IDS and welfare: in need of a nudge?

16 Jul 13
Claudia Wood

Iain Duncan Smith's 'belief' that a cap on benefits gets more people into work is an evidence-free statement. He'd be better off using well-established nudge theory to guide his welfare policies

Most of us are familiar with ‘nudge’ - the idea of encouraging or persuading people to do something by working with the grain of human impulses (eg our inability to plan ahead) rather than coercion. For many years this approach has been applied to a variety of government policies - often through the contribution of the behavioural insights team in the Cabinet Office - to maximise the impact of a policy or legislation in encouraging positive or healthy behaviours.

Many people think this is the preserve of public health awareness campaigns, but it's actually used much more widely. Indeed, more people using seat belts in the 80s thanks to legislation and a huge awareness campaign is seen as one of the first examples of government using nudge theory successfully (commercial marketing folk started at least 50 years earlier).

The reason we have frightening pictures on packets of cigarettes and everyone's heard of ’5 a day‘ is thanks to behavioural theory, but equally, the reason TV licensing ads moved from threatening to cajoling in tone was also down to behavioural wisdom. The government's Money Advice Service is another example of how messages about financial capability (it's the sensible thing to do, everyone's doing it) strive to be non-stigmatising and non-guilt inducing for those binging on credit cards. They've taken on board the lesson from behavioural economics which states that 1) people won't take advice if you make them feel they've failed and 2) people tend to emulate others to create social norms.

With the government now having mastered the application of the finer points of behavioural economics in policy contexts, it is all the more unbelievable that welfare reform - a system ripe for nudges - seems to be a black hole of behavioural learning.

I write this as IDS is being widely criticised for his Radio 4 comment that he ‘believes’ the cap on benefits encourages people back to work. His sincerity is beside the point. The fact he can't say he ’knows’ this policy will encourage people into work is the most telling and worrying issue here. Surely policies with such huge financial implications for families need to have their objectives tested before implementation?

Is the benefit cap the most effective (and cost effective) method of getting people into work? How many people are already looking for employment, and not needing further incentives? Government data would suggest this is already as high as 71%, but these questions are tricky to answer.

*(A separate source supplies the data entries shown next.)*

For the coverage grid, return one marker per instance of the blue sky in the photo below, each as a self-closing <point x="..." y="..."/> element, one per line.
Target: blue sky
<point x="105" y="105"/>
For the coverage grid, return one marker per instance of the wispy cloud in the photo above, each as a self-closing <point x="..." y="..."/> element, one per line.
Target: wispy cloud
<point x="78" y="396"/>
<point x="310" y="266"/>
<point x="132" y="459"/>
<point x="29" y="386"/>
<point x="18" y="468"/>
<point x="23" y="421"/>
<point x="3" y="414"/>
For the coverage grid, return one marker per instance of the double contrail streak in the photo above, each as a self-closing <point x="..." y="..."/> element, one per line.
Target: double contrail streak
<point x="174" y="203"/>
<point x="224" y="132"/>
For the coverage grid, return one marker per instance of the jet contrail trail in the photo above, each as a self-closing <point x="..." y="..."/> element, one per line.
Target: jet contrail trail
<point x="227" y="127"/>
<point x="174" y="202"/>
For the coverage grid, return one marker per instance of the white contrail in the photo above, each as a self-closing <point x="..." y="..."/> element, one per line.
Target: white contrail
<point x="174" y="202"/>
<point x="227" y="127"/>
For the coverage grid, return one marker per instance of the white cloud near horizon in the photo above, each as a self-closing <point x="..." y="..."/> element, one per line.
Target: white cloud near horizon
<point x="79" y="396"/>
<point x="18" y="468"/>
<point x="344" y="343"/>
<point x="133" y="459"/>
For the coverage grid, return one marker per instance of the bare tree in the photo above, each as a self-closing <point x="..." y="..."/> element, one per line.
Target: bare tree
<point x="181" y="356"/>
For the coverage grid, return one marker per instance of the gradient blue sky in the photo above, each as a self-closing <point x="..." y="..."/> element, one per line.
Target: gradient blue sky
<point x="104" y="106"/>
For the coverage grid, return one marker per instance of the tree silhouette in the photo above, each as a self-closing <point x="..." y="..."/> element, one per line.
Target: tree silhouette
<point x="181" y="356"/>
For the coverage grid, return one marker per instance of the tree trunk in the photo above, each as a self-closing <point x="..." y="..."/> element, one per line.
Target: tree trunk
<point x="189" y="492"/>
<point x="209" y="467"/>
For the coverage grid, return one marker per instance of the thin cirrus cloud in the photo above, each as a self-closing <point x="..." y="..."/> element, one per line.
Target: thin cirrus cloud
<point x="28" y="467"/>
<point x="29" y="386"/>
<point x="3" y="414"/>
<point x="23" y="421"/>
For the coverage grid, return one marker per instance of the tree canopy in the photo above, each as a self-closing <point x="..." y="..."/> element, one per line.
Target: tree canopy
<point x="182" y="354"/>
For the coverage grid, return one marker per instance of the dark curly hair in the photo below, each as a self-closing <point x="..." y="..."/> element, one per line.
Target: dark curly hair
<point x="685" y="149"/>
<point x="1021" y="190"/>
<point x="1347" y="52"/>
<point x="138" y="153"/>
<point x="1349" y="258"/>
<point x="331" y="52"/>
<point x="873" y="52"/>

Behavioural insights experts have to consider whether reducing income encourages people to work, or to turn to crime; whether the effects of poverty or poor mental health associated with a reduction in income reduce the positive impact of increases in work; and whether exogenous factors, such as an absence of higher paid jobs or childcare issues, prevent people finding work even when highly motivated through penalties. These are the sorts of bread and butter questions behavioural economists tackle before a policy to reduce smoking, or encourage recycling, is implemented.

Does anyone really believe that capping benefits to the level of average earnings is the most effective way of getting people into work, if that truly is one’s objective? Scepticism over the use of financial penalties is the same reason why no one thought that raising the price of cigarettes alone stopped people smoking.

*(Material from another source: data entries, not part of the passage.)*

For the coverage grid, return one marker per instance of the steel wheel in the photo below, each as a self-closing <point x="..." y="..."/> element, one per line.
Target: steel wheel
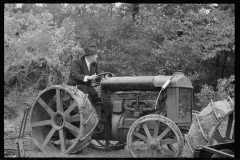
<point x="223" y="132"/>
<point x="106" y="145"/>
<point x="10" y="152"/>
<point x="56" y="121"/>
<point x="153" y="136"/>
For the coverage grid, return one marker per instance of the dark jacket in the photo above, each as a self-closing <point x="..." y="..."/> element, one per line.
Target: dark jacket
<point x="79" y="70"/>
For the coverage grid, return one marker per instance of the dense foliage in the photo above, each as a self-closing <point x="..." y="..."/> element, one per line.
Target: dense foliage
<point x="135" y="39"/>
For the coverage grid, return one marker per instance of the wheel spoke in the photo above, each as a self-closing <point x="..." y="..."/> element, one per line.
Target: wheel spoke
<point x="73" y="105"/>
<point x="49" y="136"/>
<point x="167" y="153"/>
<point x="75" y="118"/>
<point x="168" y="141"/>
<point x="141" y="147"/>
<point x="218" y="137"/>
<point x="156" y="128"/>
<point x="140" y="136"/>
<point x="40" y="123"/>
<point x="146" y="130"/>
<point x="72" y="127"/>
<point x="229" y="126"/>
<point x="59" y="101"/>
<point x="45" y="106"/>
<point x="163" y="133"/>
<point x="62" y="136"/>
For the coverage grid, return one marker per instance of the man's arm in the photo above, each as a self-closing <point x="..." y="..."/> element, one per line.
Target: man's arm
<point x="77" y="72"/>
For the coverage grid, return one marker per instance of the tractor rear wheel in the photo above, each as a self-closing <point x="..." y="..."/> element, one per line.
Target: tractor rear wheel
<point x="62" y="119"/>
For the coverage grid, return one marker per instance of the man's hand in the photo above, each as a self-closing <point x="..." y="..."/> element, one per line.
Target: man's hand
<point x="92" y="77"/>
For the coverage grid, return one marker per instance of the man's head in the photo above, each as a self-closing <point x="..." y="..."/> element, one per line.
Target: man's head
<point x="91" y="53"/>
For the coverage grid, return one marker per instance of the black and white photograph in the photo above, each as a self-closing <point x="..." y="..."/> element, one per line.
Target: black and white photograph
<point x="119" y="80"/>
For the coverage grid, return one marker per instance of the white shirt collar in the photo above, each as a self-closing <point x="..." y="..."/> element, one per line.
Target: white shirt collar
<point x="88" y="64"/>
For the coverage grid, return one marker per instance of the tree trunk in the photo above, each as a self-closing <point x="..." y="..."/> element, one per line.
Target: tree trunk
<point x="224" y="64"/>
<point x="135" y="10"/>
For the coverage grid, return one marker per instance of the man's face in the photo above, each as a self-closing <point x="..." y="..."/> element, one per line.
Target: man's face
<point x="94" y="57"/>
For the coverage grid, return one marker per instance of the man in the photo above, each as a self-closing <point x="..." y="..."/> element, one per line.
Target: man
<point x="83" y="71"/>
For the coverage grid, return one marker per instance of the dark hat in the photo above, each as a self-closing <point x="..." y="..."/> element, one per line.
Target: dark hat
<point x="90" y="50"/>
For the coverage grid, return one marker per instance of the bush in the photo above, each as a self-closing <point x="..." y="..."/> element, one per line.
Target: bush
<point x="225" y="87"/>
<point x="35" y="72"/>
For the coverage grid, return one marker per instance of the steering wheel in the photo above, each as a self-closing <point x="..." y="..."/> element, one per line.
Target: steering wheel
<point x="97" y="80"/>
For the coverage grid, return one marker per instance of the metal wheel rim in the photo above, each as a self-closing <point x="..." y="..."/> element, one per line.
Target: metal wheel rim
<point x="63" y="143"/>
<point x="215" y="134"/>
<point x="172" y="127"/>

The Bedroom Tax is another good example of a policy in need of some nudge wisdom. In this case, the government claimed a financial penalty would encourage both people to downsize, and to work more to make up the shortfall. Inconvenient exogenous factors (such as how much people would need to work to achieve this, the fact that many affected are unemployed and disabled, a critical shortage of smaller properties etc) combined with people's emotional attachment to their homes (irrational decision making is lesson 101 in behavioural economics) meant this policy looked to be entirely ineffectual from the outset.

But I have purposely ignored the elephant in the room, assuming that the government’s priority for welfare reform is to encourage positive working and independence behaviours. In fact, a very high – perhaps the top – priority is to reduce benefit spending. And in this regard, welfare reform has been hugely effective. It has cut massive sums of money from DWP's budget. In some instances, the government hasn't been coy about this goal. Its bedroom tax impact assessment states first and foremost that the policy is designed to reduce housing benefit spending.

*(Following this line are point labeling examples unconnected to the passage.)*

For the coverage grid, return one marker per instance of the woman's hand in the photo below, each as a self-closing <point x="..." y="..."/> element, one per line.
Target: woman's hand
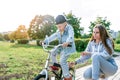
<point x="65" y="44"/>
<point x="84" y="53"/>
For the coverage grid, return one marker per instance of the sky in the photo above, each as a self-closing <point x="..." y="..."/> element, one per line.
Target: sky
<point x="16" y="12"/>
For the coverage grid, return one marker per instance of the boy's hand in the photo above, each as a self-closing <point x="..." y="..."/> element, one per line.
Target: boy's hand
<point x="65" y="44"/>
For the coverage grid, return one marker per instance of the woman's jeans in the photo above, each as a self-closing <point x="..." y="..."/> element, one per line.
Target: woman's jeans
<point x="63" y="61"/>
<point x="100" y="65"/>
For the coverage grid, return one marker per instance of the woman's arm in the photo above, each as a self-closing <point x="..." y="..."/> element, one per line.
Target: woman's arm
<point x="51" y="38"/>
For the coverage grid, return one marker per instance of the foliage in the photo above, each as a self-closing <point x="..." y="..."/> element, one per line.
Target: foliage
<point x="41" y="26"/>
<point x="117" y="41"/>
<point x="20" y="33"/>
<point x="117" y="47"/>
<point x="81" y="44"/>
<point x="85" y="36"/>
<point x="1" y="37"/>
<point x="22" y="41"/>
<point x="75" y="22"/>
<point x="100" y="20"/>
<point x="6" y="37"/>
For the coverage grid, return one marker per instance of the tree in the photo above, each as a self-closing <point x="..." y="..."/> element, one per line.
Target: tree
<point x="41" y="26"/>
<point x="100" y="20"/>
<point x="6" y="36"/>
<point x="75" y="22"/>
<point x="1" y="37"/>
<point x="12" y="35"/>
<point x="21" y="33"/>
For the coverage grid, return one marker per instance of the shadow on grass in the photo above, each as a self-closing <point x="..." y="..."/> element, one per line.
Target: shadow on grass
<point x="25" y="46"/>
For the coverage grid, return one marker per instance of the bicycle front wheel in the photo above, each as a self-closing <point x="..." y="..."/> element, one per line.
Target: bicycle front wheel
<point x="40" y="77"/>
<point x="72" y="73"/>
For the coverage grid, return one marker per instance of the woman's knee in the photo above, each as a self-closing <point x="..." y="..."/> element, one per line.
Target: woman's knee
<point x="96" y="56"/>
<point x="88" y="73"/>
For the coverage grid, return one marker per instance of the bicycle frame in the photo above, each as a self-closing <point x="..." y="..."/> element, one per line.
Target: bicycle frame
<point x="46" y="67"/>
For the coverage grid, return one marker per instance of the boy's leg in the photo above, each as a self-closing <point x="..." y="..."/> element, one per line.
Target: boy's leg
<point x="64" y="65"/>
<point x="53" y="55"/>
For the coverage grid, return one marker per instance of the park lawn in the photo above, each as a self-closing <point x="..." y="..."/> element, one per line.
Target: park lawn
<point x="22" y="62"/>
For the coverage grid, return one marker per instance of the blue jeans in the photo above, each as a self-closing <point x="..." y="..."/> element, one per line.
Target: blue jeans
<point x="100" y="65"/>
<point x="63" y="61"/>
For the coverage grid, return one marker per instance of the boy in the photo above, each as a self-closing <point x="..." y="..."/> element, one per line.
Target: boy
<point x="65" y="35"/>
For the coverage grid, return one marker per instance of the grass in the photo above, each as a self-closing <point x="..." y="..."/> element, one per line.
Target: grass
<point x="23" y="62"/>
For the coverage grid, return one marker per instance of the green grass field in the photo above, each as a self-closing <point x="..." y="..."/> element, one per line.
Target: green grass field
<point x="22" y="62"/>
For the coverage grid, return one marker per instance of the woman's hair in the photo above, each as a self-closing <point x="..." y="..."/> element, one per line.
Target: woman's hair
<point x="104" y="36"/>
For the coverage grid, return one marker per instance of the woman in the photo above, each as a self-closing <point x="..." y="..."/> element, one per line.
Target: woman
<point x="65" y="36"/>
<point x="100" y="49"/>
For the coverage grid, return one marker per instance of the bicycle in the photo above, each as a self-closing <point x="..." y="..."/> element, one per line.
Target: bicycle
<point x="44" y="74"/>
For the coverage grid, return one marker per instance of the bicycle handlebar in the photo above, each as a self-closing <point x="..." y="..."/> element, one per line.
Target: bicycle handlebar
<point x="45" y="46"/>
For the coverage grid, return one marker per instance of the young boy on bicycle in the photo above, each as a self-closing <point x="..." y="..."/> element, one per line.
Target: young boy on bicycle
<point x="65" y="36"/>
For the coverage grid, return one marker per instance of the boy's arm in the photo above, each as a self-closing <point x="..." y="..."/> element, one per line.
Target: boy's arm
<point x="105" y="53"/>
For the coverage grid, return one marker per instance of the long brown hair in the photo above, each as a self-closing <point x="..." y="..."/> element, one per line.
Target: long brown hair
<point x="104" y="36"/>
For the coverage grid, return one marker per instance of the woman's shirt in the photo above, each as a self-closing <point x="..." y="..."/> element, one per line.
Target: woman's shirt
<point x="96" y="48"/>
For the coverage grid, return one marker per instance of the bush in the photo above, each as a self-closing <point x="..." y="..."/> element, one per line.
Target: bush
<point x="39" y="42"/>
<point x="117" y="41"/>
<point x="22" y="41"/>
<point x="12" y="41"/>
<point x="54" y="42"/>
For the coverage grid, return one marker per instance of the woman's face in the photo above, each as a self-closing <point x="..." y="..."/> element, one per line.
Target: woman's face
<point x="96" y="34"/>
<point x="61" y="27"/>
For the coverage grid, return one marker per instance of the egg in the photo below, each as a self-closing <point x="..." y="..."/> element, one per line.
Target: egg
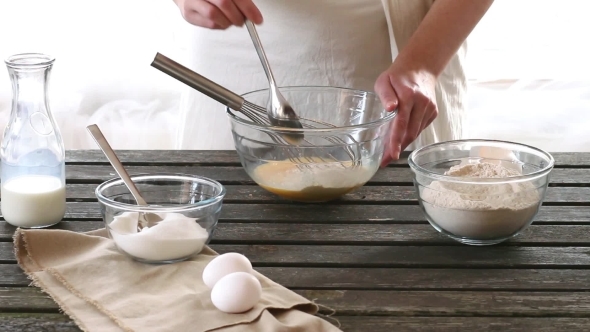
<point x="236" y="292"/>
<point x="223" y="265"/>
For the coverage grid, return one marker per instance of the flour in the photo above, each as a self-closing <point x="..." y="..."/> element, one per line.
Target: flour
<point x="480" y="211"/>
<point x="175" y="237"/>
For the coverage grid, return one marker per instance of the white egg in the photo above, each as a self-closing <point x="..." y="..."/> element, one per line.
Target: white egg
<point x="223" y="265"/>
<point x="236" y="292"/>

But there is a question of balancing priorities. The design of policies such as the benefit cap (set at a symbolic average salary, rather than a sum informed by evidence regarding how much of a reduction people would need to motivate them to work); the time limit of ESA (set at an arbitrary one year, rather than the average time it takes ESA claimants to find work); or the 1% uprating of benefits (a flat and round number, rather than say a proportion of CPI) suggests the objective to cut spending – and to be seen to be doing so in a symbolic way to be ‘fair to taxpayers’ – trumps all other goals about actually changing behaviours.

The fact is, a welfare reform programme designed to get more people into work, and informed by behavioural economics, would look very different to what we have now. It would include some financial penalties of course, but would be supplemented by more nuanced information, support and rewards systems to tap into natural human behaviours. Over the longer term, it would also save money. But perhaps in the short term, it wouldn’t look like a policy from a party that was ’tough on scroungers‘,  standing up for ’hard working families‘ and with a very large deficit to cut as quickly as possible.

My objection is less that the Conservatives want to appeal to their voters with a very specific world-view regarding benefits claimants with bold, blunt and harsh welfare cuts, but rather that they aren’t honest about it.

Most welfare reforms are highly effective at reducing spending - cost shunting to local authorities or the NHS is another matter - but are entirely unproven regarding their capacity to change behaviours, whether that be to move house, find a better paying job, or have fewer children. Simply a ’belief‘ that this is the case – when other departments are using highly sophisticated behavioural studies to know what works – just doesn’t cut it.